# Rigs 12/17-12/18??



## Reel Estate (Nov 28, 2007)

Forecast looks great at the moment with less than 1 foot for both days(if it doesn't change). Anyoneheaded that way or have any recent reports?


----------



## Swallow The Leader (Jul 11, 2012)

I am working on getting a group together now. Weather looks good, a little cold. The full moon sucks.


----------



## Reel Estate (Nov 28, 2007)

The wind is now showing due east for Wednesday.
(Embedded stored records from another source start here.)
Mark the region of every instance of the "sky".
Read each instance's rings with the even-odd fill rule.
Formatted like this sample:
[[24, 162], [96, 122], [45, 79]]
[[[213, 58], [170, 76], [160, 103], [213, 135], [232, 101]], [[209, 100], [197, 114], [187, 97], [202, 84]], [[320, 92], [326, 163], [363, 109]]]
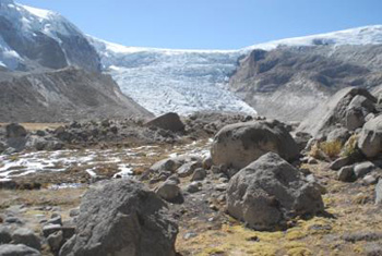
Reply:
[[382, 24], [382, 0], [16, 0], [124, 46], [238, 49]]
Maybe it won't pick up early.


----------



## Swallow The Leader (Jul 11, 2012)

Tuesday is the better looking day.


----------



## LopeAlong (May 23, 2011)

We made the trip tues/wed and lemme tell you the ride home from the hub wasn't fun.


----------



## Captain Woody Woods (Oct 2, 2007)

That's a pretty good mashing of fish there, lopealong


----------



## Scruggspc (Mar 20, 2013)

Very impressive. Lopealong was that trip to the hub on a cc?


----------



## badonskybuccaneers (Aug 19, 2013)

LopeAlong said:


> We made the trip tues/wed and lemme tell you the ride home from the hub wasn't fun.


Nice mess of fish. Couple good size dolphin! Don't tell my wife... (she's a mahi maniac)


----------



## spinfactor (Sep 22, 2013)

What kind of boat where you guys on? What were the sea conditions please?


----------